Mandat présidentiel prolongé - Medvedev envoie son projet à la Douma

Moscou — Le président russe, Dmitri Medvedev, a adressé hier à la Douma, la chambre basse du Parlement, le projet de loi allongeant la durée du mandat présidentiel en Russie de quatre à six ans, a annoncé le Kremlin.

M. Medvedev n'a pas précisé quand cette réforme serait adoptée, son entourage indiquant seulement qu'elle ne s'appliquerait pas au président et Parlement en exercice.
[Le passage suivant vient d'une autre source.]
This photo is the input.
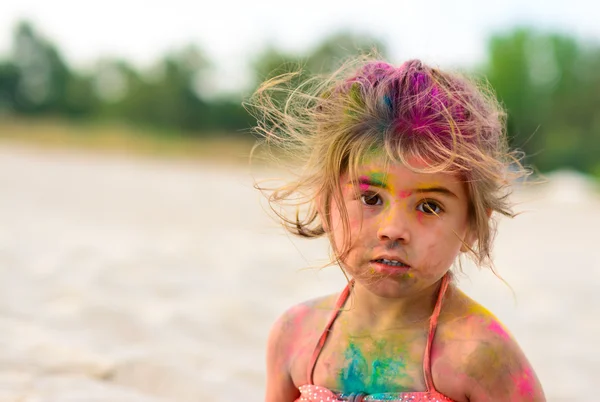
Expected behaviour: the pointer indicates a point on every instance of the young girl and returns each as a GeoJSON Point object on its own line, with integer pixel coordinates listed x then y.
{"type": "Point", "coordinates": [402, 168]}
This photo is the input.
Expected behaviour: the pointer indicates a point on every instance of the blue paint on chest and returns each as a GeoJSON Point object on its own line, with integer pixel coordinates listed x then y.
{"type": "Point", "coordinates": [360, 376]}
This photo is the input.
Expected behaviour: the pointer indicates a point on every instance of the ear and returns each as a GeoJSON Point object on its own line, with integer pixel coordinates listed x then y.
{"type": "Point", "coordinates": [471, 236]}
{"type": "Point", "coordinates": [468, 241]}
{"type": "Point", "coordinates": [321, 207]}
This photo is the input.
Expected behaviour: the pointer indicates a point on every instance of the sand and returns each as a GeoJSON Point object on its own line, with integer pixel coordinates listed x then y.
{"type": "Point", "coordinates": [127, 279]}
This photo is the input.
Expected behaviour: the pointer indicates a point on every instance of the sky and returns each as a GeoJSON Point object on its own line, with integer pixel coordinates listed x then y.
{"type": "Point", "coordinates": [442, 32]}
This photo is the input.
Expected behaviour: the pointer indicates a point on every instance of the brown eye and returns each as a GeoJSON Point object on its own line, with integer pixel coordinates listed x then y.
{"type": "Point", "coordinates": [371, 199]}
{"type": "Point", "coordinates": [429, 207]}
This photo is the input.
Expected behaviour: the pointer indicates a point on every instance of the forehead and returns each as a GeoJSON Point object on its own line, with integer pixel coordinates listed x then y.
{"type": "Point", "coordinates": [397, 177]}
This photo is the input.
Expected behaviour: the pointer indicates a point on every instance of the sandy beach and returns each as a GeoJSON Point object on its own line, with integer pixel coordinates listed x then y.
{"type": "Point", "coordinates": [129, 279]}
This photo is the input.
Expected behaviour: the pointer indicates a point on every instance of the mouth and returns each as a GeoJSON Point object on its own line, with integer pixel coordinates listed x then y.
{"type": "Point", "coordinates": [389, 266]}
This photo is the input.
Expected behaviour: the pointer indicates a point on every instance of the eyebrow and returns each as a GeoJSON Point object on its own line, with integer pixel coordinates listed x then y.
{"type": "Point", "coordinates": [441, 190]}
{"type": "Point", "coordinates": [370, 181]}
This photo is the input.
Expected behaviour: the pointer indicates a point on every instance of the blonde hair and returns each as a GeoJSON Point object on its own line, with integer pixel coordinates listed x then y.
{"type": "Point", "coordinates": [328, 125]}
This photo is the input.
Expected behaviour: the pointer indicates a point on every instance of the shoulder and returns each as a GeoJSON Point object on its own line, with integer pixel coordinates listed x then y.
{"type": "Point", "coordinates": [489, 362]}
{"type": "Point", "coordinates": [301, 318]}
{"type": "Point", "coordinates": [291, 337]}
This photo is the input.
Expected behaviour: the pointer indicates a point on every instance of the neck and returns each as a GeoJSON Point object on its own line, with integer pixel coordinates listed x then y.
{"type": "Point", "coordinates": [367, 311]}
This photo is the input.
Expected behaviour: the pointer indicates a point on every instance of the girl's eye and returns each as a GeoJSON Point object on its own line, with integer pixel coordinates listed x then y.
{"type": "Point", "coordinates": [429, 207]}
{"type": "Point", "coordinates": [371, 199]}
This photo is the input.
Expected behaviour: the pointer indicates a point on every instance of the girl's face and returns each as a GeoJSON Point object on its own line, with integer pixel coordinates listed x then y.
{"type": "Point", "coordinates": [406, 228]}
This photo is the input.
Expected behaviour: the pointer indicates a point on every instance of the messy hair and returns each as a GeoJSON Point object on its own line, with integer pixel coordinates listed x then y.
{"type": "Point", "coordinates": [329, 125]}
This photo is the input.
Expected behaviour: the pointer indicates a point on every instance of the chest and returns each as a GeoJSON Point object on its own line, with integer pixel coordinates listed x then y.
{"type": "Point", "coordinates": [388, 362]}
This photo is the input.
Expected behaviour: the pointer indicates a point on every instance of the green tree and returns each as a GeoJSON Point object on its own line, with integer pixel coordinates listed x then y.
{"type": "Point", "coordinates": [549, 84]}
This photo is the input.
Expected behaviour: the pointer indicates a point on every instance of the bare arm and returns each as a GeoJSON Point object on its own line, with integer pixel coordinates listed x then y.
{"type": "Point", "coordinates": [497, 369]}
{"type": "Point", "coordinates": [280, 387]}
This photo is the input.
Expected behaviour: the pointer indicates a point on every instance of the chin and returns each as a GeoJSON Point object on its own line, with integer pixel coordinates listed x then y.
{"type": "Point", "coordinates": [390, 286]}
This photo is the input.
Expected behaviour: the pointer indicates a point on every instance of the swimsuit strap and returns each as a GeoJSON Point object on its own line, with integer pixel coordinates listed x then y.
{"type": "Point", "coordinates": [432, 327]}
{"type": "Point", "coordinates": [338, 305]}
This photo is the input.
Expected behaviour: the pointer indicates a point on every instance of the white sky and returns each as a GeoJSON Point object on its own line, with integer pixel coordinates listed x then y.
{"type": "Point", "coordinates": [444, 32]}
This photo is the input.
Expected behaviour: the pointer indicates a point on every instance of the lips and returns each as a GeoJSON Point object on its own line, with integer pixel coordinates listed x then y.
{"type": "Point", "coordinates": [389, 265]}
{"type": "Point", "coordinates": [391, 260]}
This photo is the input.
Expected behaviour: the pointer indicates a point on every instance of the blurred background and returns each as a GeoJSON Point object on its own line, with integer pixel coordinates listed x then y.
{"type": "Point", "coordinates": [137, 263]}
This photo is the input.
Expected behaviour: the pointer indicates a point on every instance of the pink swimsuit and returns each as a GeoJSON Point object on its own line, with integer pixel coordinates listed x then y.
{"type": "Point", "coordinates": [316, 393]}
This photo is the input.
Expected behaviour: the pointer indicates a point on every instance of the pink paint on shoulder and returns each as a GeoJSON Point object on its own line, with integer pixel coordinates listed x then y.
{"type": "Point", "coordinates": [497, 328]}
{"type": "Point", "coordinates": [525, 383]}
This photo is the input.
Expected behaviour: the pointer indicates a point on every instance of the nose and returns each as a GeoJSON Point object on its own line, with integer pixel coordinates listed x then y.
{"type": "Point", "coordinates": [394, 226]}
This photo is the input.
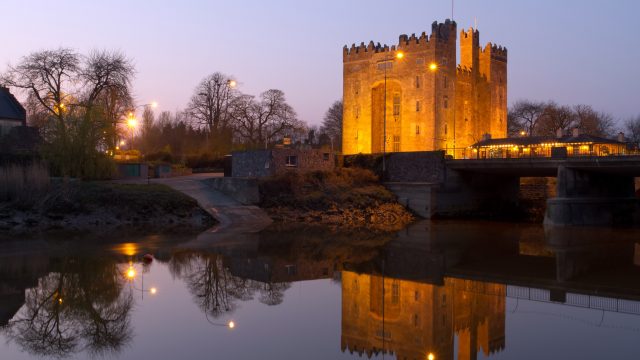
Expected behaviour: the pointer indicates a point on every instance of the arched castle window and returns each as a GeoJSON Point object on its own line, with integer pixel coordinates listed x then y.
{"type": "Point", "coordinates": [396, 105]}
Ce projet d'amendements à la Constitution prévoit aussi le prolongement du mandat de la Douma de quatre à cinq ans.

Le président russe a fait ces propositions dans son premier discours à la Nation, le 5 novembre, relançant alors les spéculations sur les intentions de son prédécesseur devenu premier ministre, Vladimir Poutine, qui reste la clé de voûte du pouvoir en Russie.

En allongeant la durée du mandat présidentiel, l'équipe au pouvoir cherche avant tout à renforcer la stabilité politique en Russie, estiment certains analystes, d'autres y voyant une manoeuvre pour permettre le retour de Vladimir Poutine au Kremlin.

«Cet allongement relève d'un souci de stabilisation», estime ainsi un diplomate occidental, notant que l'oligarchie au pouvoir a «très peur de débordements divers», notamment de luttes de clans, à chaque élection.

«Moins il y a d'élections, moins il y a de risques», renchérit Sam Greene, analyste au centre Carnegie de Moscou.

La commentatrice Ioulia Latynina estime en revanche que des élections anticipées seront organisées, à la faveur de cette révision constitutionnelle, avec pour but de faire revenir M. Poutine à la présidence.

Vladimir Poutine ne pouvait se représenter en mars 2008 après deux mandats consécutifs, mais il a tout à fait le droit d'être candidat à la prochaine présidentielle et son influence tout comme sa popularité restent entières au poste de Premier ministre. En juin 2007, il avait laissé entendre qu'il serait favorable à l'allongement de la durée du mandat présidentiel.

Pour entrer en vigueur, cette révision constitutionnelle doit être approuvée par une majorité des deux tiers au Parlement, une formalité dans une instance dominée par le parti Russie unie que préside M. Poutine.